El que no conoce la verdad es simplemente un ignorante. Pero el que la conoce y la llama mentira, ¡ese es un criminal! Bertolt Brecht

Hace algunos años, una metodóloga muy allegada me hablaba de la transcomplejidad, que en resumen es deconstruir y replantear los problemas desde lo simple, para descubrir lo que de otro modo sería invisible. Aplicando tan fascinante ciencia a la situación política del país, que parece inescrutable, una de las respuestas resultantes es tan atronadora, que muchos, sabiéndola cierta, prefieren ignorarla; el chavismo es chavismo por la intervención directa del tumultico bananero opositor. Sin ellos, un insustancial como Hugo Chávez, en el mejor de los casos, no hubiese pasado del primer mandato.

Hace algunos años, Jorge Rodríguez, en descuidos que no volvió a cometer, descalificaba a opositores por haberse reunido con ellos en privado. Es decir, el chavismo es tan consciente del desprecio que se le tiene, se halla tan absorto en su ruina moral, que logra el asco de la opinión pública hacia cualquier figura que se relaciona con ellos. Y es que hasta el hombre más virtuoso queda reducido al más vil desecho cuando se acerca al vandálico régimen.

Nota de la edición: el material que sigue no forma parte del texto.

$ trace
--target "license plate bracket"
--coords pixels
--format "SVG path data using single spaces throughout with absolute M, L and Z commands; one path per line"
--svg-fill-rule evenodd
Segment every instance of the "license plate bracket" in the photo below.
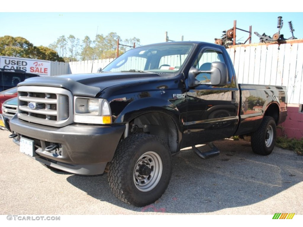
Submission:
M 20 138 L 20 151 L 30 156 L 35 156 L 35 142 L 34 140 L 21 137 Z

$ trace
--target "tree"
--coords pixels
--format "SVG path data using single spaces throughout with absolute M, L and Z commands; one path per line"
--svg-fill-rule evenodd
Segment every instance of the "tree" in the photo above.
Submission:
M 56 51 L 52 49 L 43 46 L 35 48 L 36 48 L 36 56 L 34 58 L 53 61 L 65 61 L 62 57 L 59 56 Z
M 94 49 L 92 47 L 92 43 L 91 39 L 87 35 L 82 41 L 82 51 L 81 54 L 82 61 L 92 60 Z
M 77 61 L 79 54 L 80 40 L 78 38 L 76 38 L 74 35 L 71 35 L 67 38 L 67 41 L 69 43 L 68 58 L 72 61 Z
M 48 61 L 64 61 L 55 51 L 42 46 L 36 47 L 25 38 L 0 37 L 0 55 Z
M 131 46 L 133 46 L 134 43 L 135 43 L 135 46 L 136 47 L 141 45 L 140 44 L 140 39 L 136 38 L 135 37 L 130 39 L 126 39 L 124 40 L 124 44 L 125 45 Z M 127 50 L 128 49 L 128 48 L 129 50 L 131 48 L 127 48 Z
M 0 37 L 0 55 L 31 58 L 33 48 L 32 43 L 22 37 Z

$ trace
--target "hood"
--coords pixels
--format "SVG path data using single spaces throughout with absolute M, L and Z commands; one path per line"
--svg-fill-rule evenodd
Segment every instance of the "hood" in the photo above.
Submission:
M 27 79 L 18 86 L 33 85 L 62 87 L 75 95 L 95 97 L 107 87 L 115 85 L 161 78 L 156 74 L 110 72 L 69 74 Z

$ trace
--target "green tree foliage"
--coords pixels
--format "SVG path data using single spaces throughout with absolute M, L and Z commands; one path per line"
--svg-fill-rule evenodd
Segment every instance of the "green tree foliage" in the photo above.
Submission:
M 33 58 L 41 60 L 47 60 L 53 61 L 64 61 L 57 51 L 47 47 L 39 46 L 35 47 L 36 49 L 35 57 Z
M 58 53 L 46 47 L 36 47 L 22 37 L 0 37 L 0 55 L 48 61 L 63 61 Z
M 117 55 L 118 39 L 122 44 L 119 46 L 119 55 L 132 48 L 134 42 L 136 47 L 140 45 L 139 39 L 134 37 L 123 41 L 116 32 L 110 32 L 105 36 L 97 34 L 94 40 L 86 36 L 81 44 L 80 40 L 72 35 L 67 38 L 62 35 L 48 47 L 56 50 L 66 61 L 114 58 Z
M 71 61 L 77 61 L 79 55 L 80 40 L 78 38 L 76 38 L 72 35 L 69 35 L 67 37 L 67 41 L 69 44 L 68 50 L 69 52 L 68 58 Z
M 66 46 L 67 41 L 64 35 L 62 35 L 57 39 L 57 41 L 48 45 L 50 48 L 56 51 L 60 56 L 66 57 Z
M 82 51 L 81 55 L 82 61 L 92 60 L 94 55 L 94 49 L 92 47 L 92 41 L 87 35 L 82 40 Z
M 22 37 L 5 35 L 0 37 L 0 55 L 31 58 L 34 45 Z

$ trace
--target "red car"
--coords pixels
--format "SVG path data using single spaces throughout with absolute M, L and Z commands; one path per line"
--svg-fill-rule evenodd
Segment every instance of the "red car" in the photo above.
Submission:
M 17 87 L 0 92 L 0 114 L 2 114 L 2 104 L 8 99 L 17 97 L 18 94 L 17 92 Z M 0 129 L 4 129 L 5 126 L 2 120 L 2 118 L 0 116 Z

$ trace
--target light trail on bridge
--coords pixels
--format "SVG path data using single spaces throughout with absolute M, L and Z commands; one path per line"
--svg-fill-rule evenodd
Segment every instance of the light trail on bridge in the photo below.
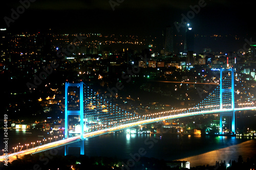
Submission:
M 256 110 L 256 107 L 249 107 L 244 108 L 234 108 L 234 111 L 242 111 L 248 110 Z M 138 122 L 126 124 L 124 125 L 119 125 L 116 127 L 110 128 L 108 129 L 102 129 L 96 131 L 87 133 L 84 134 L 84 139 L 93 137 L 95 137 L 98 135 L 109 133 L 110 132 L 121 130 L 126 128 L 131 128 L 133 127 L 138 126 L 141 125 L 147 124 L 152 123 L 155 123 L 164 120 L 167 120 L 174 118 L 178 118 L 183 117 L 195 116 L 198 115 L 201 115 L 204 114 L 214 114 L 217 113 L 220 113 L 223 112 L 229 112 L 232 111 L 232 109 L 215 109 L 212 110 L 201 111 L 198 112 L 193 112 L 191 113 L 181 113 L 178 114 L 170 115 L 164 116 L 159 117 L 155 117 L 150 118 L 148 119 L 141 120 Z M 60 140 L 57 141 L 49 143 L 46 144 L 41 145 L 37 147 L 29 149 L 26 150 L 22 151 L 15 153 L 8 154 L 8 162 L 11 162 L 16 159 L 16 156 L 18 157 L 23 156 L 27 154 L 34 154 L 39 152 L 46 151 L 50 149 L 54 149 L 57 147 L 59 147 L 64 145 L 68 144 L 72 142 L 75 142 L 81 140 L 80 135 L 72 137 L 67 139 Z M 83 140 L 83 139 L 81 139 Z M 0 156 L 0 160 L 3 160 L 4 156 Z
M 151 82 L 157 82 L 161 83 L 184 83 L 184 84 L 208 84 L 208 85 L 218 85 L 219 83 L 214 83 L 212 82 L 210 83 L 198 83 L 198 82 L 174 82 L 169 81 L 157 81 L 157 80 L 152 80 Z

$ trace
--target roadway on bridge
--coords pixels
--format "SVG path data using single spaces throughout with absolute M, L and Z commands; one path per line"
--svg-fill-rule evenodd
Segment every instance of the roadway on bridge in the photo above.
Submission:
M 256 107 L 235 108 L 236 111 L 245 110 L 255 110 L 255 109 L 256 109 Z M 227 112 L 231 111 L 232 111 L 231 109 L 216 109 L 213 110 L 194 112 L 191 113 L 181 113 L 179 114 L 170 115 L 163 117 L 152 118 L 148 119 L 139 120 L 136 122 L 129 123 L 125 125 L 119 125 L 118 126 L 110 128 L 109 129 L 102 129 L 97 131 L 87 133 L 84 135 L 84 138 L 87 138 L 89 137 L 92 137 L 94 136 L 108 133 L 117 130 L 120 130 L 127 128 L 137 126 L 142 124 L 146 124 L 153 122 L 162 121 L 163 120 L 177 118 L 186 116 L 191 116 L 203 114 L 216 113 L 220 113 L 222 112 Z M 80 135 L 75 137 L 70 137 L 68 138 L 68 139 L 60 140 L 57 141 L 49 143 L 46 144 L 41 145 L 37 147 L 34 147 L 33 148 L 22 151 L 20 152 L 16 152 L 15 153 L 12 153 L 8 155 L 8 159 L 9 159 L 8 160 L 8 162 L 11 162 L 14 160 L 16 159 L 17 156 L 20 157 L 25 155 L 33 154 L 38 152 L 43 152 L 47 150 L 54 148 L 65 144 L 67 144 L 69 143 L 75 141 L 76 140 L 78 141 L 79 139 L 80 139 Z M 2 160 L 4 159 L 4 156 L 0 156 L 0 160 Z

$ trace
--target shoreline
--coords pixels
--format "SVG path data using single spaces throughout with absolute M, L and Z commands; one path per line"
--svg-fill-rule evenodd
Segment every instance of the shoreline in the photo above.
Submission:
M 207 164 L 215 165 L 216 161 L 220 163 L 221 161 L 224 160 L 226 162 L 230 160 L 237 160 L 239 155 L 242 155 L 244 160 L 246 160 L 247 158 L 255 158 L 256 152 L 254 154 L 252 154 L 252 150 L 256 151 L 256 139 L 252 139 L 238 144 L 207 152 L 200 155 L 178 159 L 175 161 L 189 161 L 190 167 L 204 165 L 206 166 Z

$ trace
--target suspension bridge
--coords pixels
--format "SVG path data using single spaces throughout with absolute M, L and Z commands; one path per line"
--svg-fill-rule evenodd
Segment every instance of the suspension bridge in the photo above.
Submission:
M 141 115 L 120 109 L 102 95 L 93 91 L 82 82 L 66 82 L 65 139 L 8 155 L 8 158 L 16 159 L 16 155 L 36 154 L 61 146 L 65 148 L 65 155 L 68 154 L 70 147 L 79 147 L 80 154 L 84 155 L 85 139 L 140 125 L 201 114 L 220 114 L 220 133 L 223 130 L 223 116 L 230 116 L 231 132 L 235 132 L 235 112 L 255 110 L 256 107 L 252 102 L 235 103 L 234 74 L 233 67 L 221 68 L 219 85 L 208 96 L 193 107 Z M 71 132 L 69 131 L 69 119 L 71 116 L 79 117 L 80 135 L 78 136 L 70 137 Z M 5 159 L 3 156 L 1 158 Z

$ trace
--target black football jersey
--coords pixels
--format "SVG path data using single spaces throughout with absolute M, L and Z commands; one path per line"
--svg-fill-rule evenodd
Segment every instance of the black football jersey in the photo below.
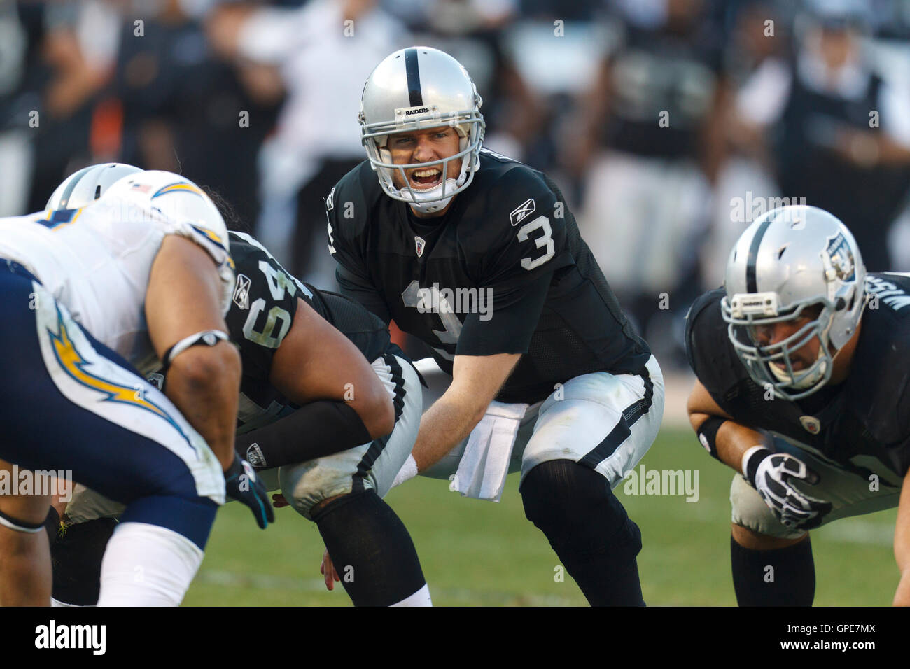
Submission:
M 486 149 L 442 217 L 388 197 L 369 163 L 326 200 L 342 294 L 434 351 L 523 354 L 498 399 L 542 400 L 594 371 L 638 373 L 651 356 L 620 309 L 556 185 Z
M 401 355 L 379 318 L 357 302 L 294 278 L 249 235 L 230 232 L 230 251 L 237 265 L 237 287 L 226 319 L 243 362 L 238 433 L 268 425 L 297 408 L 268 378 L 275 351 L 294 321 L 298 298 L 340 330 L 368 360 L 385 352 Z
M 882 482 L 899 487 L 910 466 L 910 277 L 869 274 L 866 289 L 873 298 L 849 377 L 803 400 L 769 400 L 751 379 L 727 337 L 721 289 L 693 304 L 686 351 L 699 380 L 736 422 L 800 441 L 864 478 L 878 461 L 895 474 Z

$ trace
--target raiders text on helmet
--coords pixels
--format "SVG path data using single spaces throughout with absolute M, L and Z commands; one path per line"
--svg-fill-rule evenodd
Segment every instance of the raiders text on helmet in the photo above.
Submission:
M 484 130 L 481 104 L 468 71 L 442 51 L 411 46 L 379 63 L 363 86 L 359 122 L 367 157 L 386 194 L 410 203 L 418 211 L 433 213 L 445 208 L 452 196 L 467 188 L 474 170 L 480 167 Z M 441 126 L 453 127 L 458 133 L 457 154 L 427 163 L 392 162 L 389 135 Z M 442 171 L 438 186 L 426 190 L 411 188 L 406 169 L 435 166 Z M 400 189 L 392 180 L 395 170 L 404 183 Z
M 142 170 L 124 163 L 90 165 L 74 172 L 56 187 L 46 209 L 78 209 L 98 199 L 115 182 Z
M 856 332 L 864 282 L 853 235 L 824 209 L 781 207 L 749 226 L 730 254 L 721 309 L 736 354 L 755 382 L 770 384 L 785 400 L 799 400 L 824 385 L 833 355 Z M 812 309 L 816 305 L 817 317 Z M 761 346 L 755 340 L 756 327 L 810 314 L 810 322 L 782 341 Z M 791 354 L 814 337 L 821 343 L 817 360 L 794 370 Z

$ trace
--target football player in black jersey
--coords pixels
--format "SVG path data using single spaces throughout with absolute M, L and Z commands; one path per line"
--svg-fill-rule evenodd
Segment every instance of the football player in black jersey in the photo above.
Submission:
M 238 282 L 225 319 L 243 362 L 235 448 L 317 524 L 355 605 L 430 605 L 410 535 L 381 499 L 417 435 L 418 372 L 361 306 L 298 281 L 248 235 L 229 240 Z M 56 600 L 94 603 L 98 548 L 121 511 L 77 486 L 53 549 Z
M 898 504 L 894 601 L 910 603 L 910 277 L 866 274 L 823 209 L 774 209 L 736 243 L 725 288 L 693 305 L 686 348 L 693 428 L 737 472 L 739 603 L 811 604 L 808 531 Z
M 642 604 L 641 534 L 612 489 L 644 455 L 663 381 L 546 175 L 481 149 L 480 98 L 451 56 L 395 52 L 363 90 L 369 160 L 327 198 L 342 293 L 451 375 L 415 473 L 525 514 L 592 604 Z

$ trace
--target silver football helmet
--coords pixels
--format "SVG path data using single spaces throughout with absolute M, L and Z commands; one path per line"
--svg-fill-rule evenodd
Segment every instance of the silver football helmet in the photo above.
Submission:
M 865 305 L 865 268 L 853 235 L 815 207 L 781 207 L 749 226 L 730 254 L 724 286 L 721 310 L 736 355 L 756 383 L 784 400 L 828 381 L 834 356 L 855 334 Z M 763 326 L 807 316 L 781 341 L 762 345 L 756 336 Z M 814 337 L 818 358 L 794 370 L 791 354 Z
M 90 165 L 74 172 L 56 187 L 46 209 L 78 209 L 98 199 L 124 177 L 142 170 L 125 163 Z
M 480 114 L 482 104 L 468 71 L 438 49 L 411 46 L 396 51 L 379 63 L 363 86 L 359 122 L 360 139 L 382 190 L 422 213 L 443 209 L 452 196 L 470 185 L 480 167 L 485 127 Z M 389 135 L 440 126 L 453 127 L 458 133 L 457 154 L 426 163 L 392 162 L 388 148 Z M 442 172 L 439 185 L 425 190 L 411 188 L 406 169 L 436 166 Z M 401 188 L 392 178 L 396 170 L 404 182 Z

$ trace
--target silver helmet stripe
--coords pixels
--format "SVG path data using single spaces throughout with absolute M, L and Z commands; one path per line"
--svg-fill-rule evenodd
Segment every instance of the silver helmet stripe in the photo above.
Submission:
M 66 185 L 66 189 L 64 190 L 63 195 L 60 196 L 59 208 L 66 208 L 66 203 L 69 202 L 69 196 L 73 195 L 73 191 L 76 190 L 76 187 L 79 184 L 79 180 L 85 177 L 87 172 L 90 172 L 97 167 L 97 165 L 89 165 L 87 167 L 83 167 L 76 173 L 76 176 L 73 177 L 73 180 Z
M 404 68 L 408 75 L 408 96 L 411 106 L 423 105 L 423 92 L 420 90 L 420 69 L 417 65 L 417 49 L 405 49 Z

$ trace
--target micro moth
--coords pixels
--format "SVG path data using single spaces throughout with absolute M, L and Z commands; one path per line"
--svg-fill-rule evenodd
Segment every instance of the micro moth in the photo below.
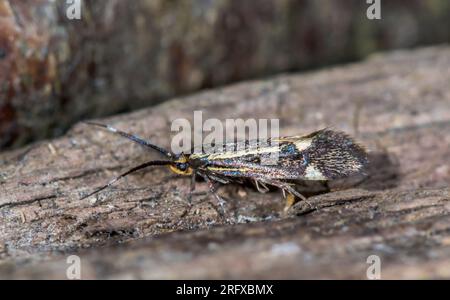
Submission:
M 322 129 L 303 136 L 269 139 L 264 146 L 259 146 L 258 141 L 242 141 L 224 144 L 224 151 L 219 153 L 205 153 L 202 147 L 191 154 L 174 154 L 136 135 L 109 125 L 86 123 L 105 128 L 146 148 L 156 150 L 165 159 L 138 165 L 82 199 L 108 188 L 119 179 L 138 170 L 151 166 L 168 166 L 176 174 L 192 176 L 191 191 L 195 188 L 196 176 L 202 177 L 221 205 L 223 200 L 216 193 L 217 184 L 242 183 L 244 179 L 250 179 L 255 182 L 260 192 L 267 191 L 267 186 L 274 186 L 280 188 L 283 194 L 287 193 L 286 208 L 288 208 L 294 203 L 295 197 L 306 200 L 294 189 L 295 180 L 328 181 L 345 178 L 362 173 L 368 161 L 364 147 L 347 134 L 330 129 Z M 276 144 L 276 147 L 271 146 L 272 144 Z M 256 145 L 256 147 L 249 148 L 248 145 Z M 227 151 L 226 149 L 244 150 Z M 273 151 L 278 152 L 277 163 L 262 164 L 265 156 Z

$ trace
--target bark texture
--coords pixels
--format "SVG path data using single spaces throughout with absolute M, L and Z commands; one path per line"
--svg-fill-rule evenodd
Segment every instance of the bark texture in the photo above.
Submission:
M 283 135 L 334 126 L 370 150 L 365 178 L 330 183 L 288 213 L 280 192 L 230 185 L 216 210 L 206 184 L 166 169 L 127 177 L 156 158 L 84 124 L 0 155 L 0 278 L 450 278 L 450 48 L 393 52 L 344 67 L 176 98 L 102 120 L 170 145 L 176 118 L 279 118 Z
M 0 0 L 0 149 L 202 88 L 450 41 L 447 0 Z

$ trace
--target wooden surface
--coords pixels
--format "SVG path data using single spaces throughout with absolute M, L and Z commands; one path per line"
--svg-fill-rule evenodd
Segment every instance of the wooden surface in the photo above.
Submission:
M 366 178 L 283 214 L 280 192 L 235 185 L 221 218 L 198 182 L 167 169 L 80 197 L 157 155 L 78 124 L 64 137 L 0 154 L 0 278 L 450 277 L 450 48 L 375 56 L 307 74 L 244 82 L 102 120 L 170 145 L 171 121 L 279 118 L 281 134 L 325 126 L 370 150 Z

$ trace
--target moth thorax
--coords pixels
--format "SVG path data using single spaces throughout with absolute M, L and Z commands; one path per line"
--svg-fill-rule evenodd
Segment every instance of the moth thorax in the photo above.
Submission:
M 180 174 L 180 175 L 191 175 L 193 170 L 191 167 L 186 168 L 185 170 L 179 169 L 177 168 L 176 165 L 169 165 L 169 169 L 176 173 L 176 174 Z

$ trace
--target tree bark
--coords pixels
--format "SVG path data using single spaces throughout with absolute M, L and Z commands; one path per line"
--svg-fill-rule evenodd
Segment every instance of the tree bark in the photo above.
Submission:
M 370 152 L 368 175 L 284 214 L 280 192 L 227 185 L 217 202 L 164 168 L 126 177 L 157 154 L 77 124 L 0 155 L 0 278 L 450 277 L 450 48 L 393 52 L 344 67 L 243 82 L 101 120 L 169 147 L 171 121 L 279 118 L 281 134 L 334 126 Z M 314 209 L 313 209 L 313 208 Z M 182 272 L 180 270 L 183 270 Z
M 75 1 L 78 2 L 78 1 Z M 0 0 L 0 149 L 175 95 L 450 40 L 447 0 Z M 400 20 L 400 22 L 398 22 Z

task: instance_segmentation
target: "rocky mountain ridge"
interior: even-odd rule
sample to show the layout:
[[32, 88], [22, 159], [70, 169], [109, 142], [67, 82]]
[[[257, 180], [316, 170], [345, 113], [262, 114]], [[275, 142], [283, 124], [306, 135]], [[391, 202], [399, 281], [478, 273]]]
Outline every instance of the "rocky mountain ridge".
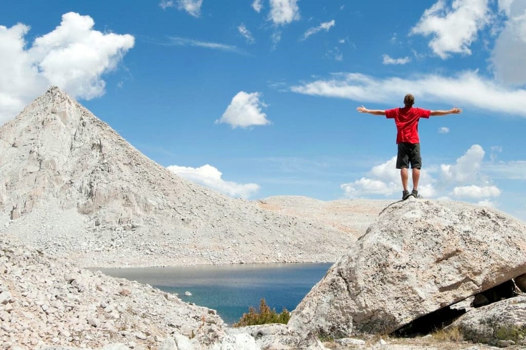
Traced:
[[82, 266], [330, 262], [365, 230], [187, 181], [56, 87], [0, 128], [0, 232]]

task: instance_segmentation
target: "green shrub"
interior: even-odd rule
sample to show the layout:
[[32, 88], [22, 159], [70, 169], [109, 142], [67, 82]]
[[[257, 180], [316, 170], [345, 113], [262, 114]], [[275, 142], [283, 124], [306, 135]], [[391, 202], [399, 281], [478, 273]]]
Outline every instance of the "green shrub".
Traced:
[[268, 323], [283, 323], [287, 324], [290, 318], [290, 313], [285, 307], [281, 313], [278, 314], [276, 309], [271, 310], [265, 302], [265, 298], [261, 298], [259, 304], [259, 310], [257, 311], [254, 307], [248, 308], [248, 313], [243, 314], [239, 319], [239, 322], [232, 325], [232, 327], [244, 327], [245, 326], [255, 326], [258, 324], [267, 324]]

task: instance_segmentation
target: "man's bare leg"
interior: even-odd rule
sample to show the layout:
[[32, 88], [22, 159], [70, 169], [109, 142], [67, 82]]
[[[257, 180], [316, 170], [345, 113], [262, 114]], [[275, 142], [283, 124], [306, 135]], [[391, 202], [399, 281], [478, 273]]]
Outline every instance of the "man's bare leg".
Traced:
[[418, 180], [420, 179], [420, 169], [413, 168], [412, 170], [413, 170], [413, 189], [418, 191]]
[[[413, 172], [413, 174], [414, 173]], [[400, 176], [402, 178], [402, 187], [403, 187], [403, 190], [407, 191], [407, 181], [409, 178], [409, 174], [407, 171], [407, 168], [402, 168], [400, 169]]]

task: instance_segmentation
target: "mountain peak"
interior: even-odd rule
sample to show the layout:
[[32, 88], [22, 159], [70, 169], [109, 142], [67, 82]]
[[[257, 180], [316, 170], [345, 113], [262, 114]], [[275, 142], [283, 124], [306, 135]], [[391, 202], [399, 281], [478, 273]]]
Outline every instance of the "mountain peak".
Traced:
[[182, 179], [57, 87], [0, 128], [0, 232], [84, 266], [331, 261], [349, 243]]

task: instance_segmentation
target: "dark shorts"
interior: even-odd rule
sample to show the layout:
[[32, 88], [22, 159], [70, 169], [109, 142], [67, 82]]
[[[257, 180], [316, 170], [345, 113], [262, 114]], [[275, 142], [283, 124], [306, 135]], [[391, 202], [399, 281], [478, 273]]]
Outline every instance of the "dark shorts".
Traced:
[[398, 157], [396, 160], [396, 168], [409, 168], [420, 169], [422, 167], [420, 157], [420, 144], [400, 142], [398, 143]]

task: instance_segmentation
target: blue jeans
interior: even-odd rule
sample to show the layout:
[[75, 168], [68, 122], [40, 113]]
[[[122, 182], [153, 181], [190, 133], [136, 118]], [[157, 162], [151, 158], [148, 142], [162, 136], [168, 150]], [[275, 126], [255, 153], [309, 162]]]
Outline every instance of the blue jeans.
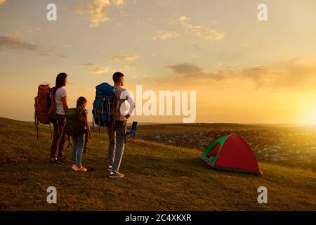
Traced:
[[81, 165], [81, 154], [84, 149], [84, 134], [72, 137], [72, 161], [77, 165]]
[[109, 136], [109, 165], [111, 165], [112, 171], [114, 173], [119, 172], [121, 166], [123, 153], [124, 152], [125, 133], [126, 132], [126, 122], [122, 126], [107, 127]]

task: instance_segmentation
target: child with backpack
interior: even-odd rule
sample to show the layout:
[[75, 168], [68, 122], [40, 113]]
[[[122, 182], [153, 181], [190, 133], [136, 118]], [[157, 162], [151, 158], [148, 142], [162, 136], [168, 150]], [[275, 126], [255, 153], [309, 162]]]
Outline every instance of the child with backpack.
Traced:
[[[84, 149], [84, 139], [85, 134], [88, 132], [88, 139], [92, 139], [91, 131], [88, 124], [88, 111], [86, 110], [88, 101], [84, 97], [79, 97], [77, 101], [77, 109], [79, 110], [79, 124], [77, 134], [72, 136], [72, 167], [74, 171], [85, 172], [87, 171], [81, 165], [82, 150]], [[66, 127], [67, 132], [67, 127]]]

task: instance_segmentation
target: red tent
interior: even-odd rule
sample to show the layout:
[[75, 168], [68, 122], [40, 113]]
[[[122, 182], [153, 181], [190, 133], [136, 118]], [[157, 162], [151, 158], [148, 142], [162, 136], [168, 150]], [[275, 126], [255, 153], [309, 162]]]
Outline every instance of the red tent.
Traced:
[[201, 159], [215, 169], [261, 174], [251, 148], [235, 134], [216, 139], [206, 147]]

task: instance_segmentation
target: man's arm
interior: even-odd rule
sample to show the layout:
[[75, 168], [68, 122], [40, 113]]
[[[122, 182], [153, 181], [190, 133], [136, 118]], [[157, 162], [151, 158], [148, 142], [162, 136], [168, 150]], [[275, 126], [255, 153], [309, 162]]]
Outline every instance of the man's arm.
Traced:
[[127, 97], [128, 98], [126, 98], [126, 101], [129, 103], [129, 113], [127, 114], [127, 115], [125, 117], [126, 119], [129, 119], [131, 117], [131, 115], [133, 113], [133, 111], [134, 110], [135, 103], [134, 103], [134, 101], [133, 100], [133, 98], [129, 96], [129, 94]]
[[68, 111], [68, 105], [67, 104], [67, 96], [62, 98], [62, 107], [64, 108], [64, 111], [66, 112]]

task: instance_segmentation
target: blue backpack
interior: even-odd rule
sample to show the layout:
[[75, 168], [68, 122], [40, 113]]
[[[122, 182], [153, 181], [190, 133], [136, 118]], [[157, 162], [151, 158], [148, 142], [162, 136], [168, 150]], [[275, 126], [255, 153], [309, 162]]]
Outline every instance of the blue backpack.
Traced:
[[110, 127], [113, 122], [112, 103], [115, 88], [107, 83], [96, 86], [96, 98], [92, 110], [93, 127], [94, 123], [100, 127]]

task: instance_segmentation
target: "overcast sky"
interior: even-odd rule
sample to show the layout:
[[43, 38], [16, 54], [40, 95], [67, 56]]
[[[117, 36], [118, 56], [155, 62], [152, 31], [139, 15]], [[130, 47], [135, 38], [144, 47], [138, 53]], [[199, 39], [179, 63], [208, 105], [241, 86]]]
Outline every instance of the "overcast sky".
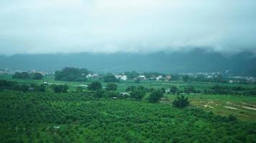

Si nos afanamos por encontrar el origen al errático criterio opositor, la conclusión es una; el régimen, reconociéndose como un arma bacteriológica, toca e infecta a todo el que por necedad, interés o desconocimiento, cree que con delincuentes se puede disfrutar de amenas jornadas de ajedrez y limonada. Fue así como los cabecillas del G4, en la terrible presunción de genialidad, se convirtieron en portadores de un virus, que lamentablemente ha sido transmitido a curiosos, a núbiles y a los que pensando que al no tener opciones, están obligados a pactar o aceptar con mascarillas la putrefacción de sus contertulios. Por eso el que toca al chavismo, o roza al pranato opositor, queda en bancarrota política y moral, que no económica, ojo.

Hasta que no se tome con la seriedad debida está realidad, y se establezca un cordón sanitario alrededor de las pandillas comprometidas, no podremos conquistar ningún espacio. No importa cuánto se vote, cuánto se quiera, cuánto se marche o cuánto se sangre, sencillamente no avanzaremos, ni habrá final, ni cese de la usurpación, ni elecciones libres, ni valdrá la fuerza o mucho menos la fe. No hay antibióticos capaces de salvar el cuerpo opositor, acá sólo queda como solución conseguir hábiles operadores de guillotinas que supervisen a nuevos actores, quienes en caso de ser vistos en miradas pícaras con los enfermos, sean amputados de cuajo. Mientras eso no ocurra, las «fiestas democráticas» de Tibisay seguirán arrojando a millones al autoexilio, a miles al desentendimiento y a cientos a cárceles y cementerios.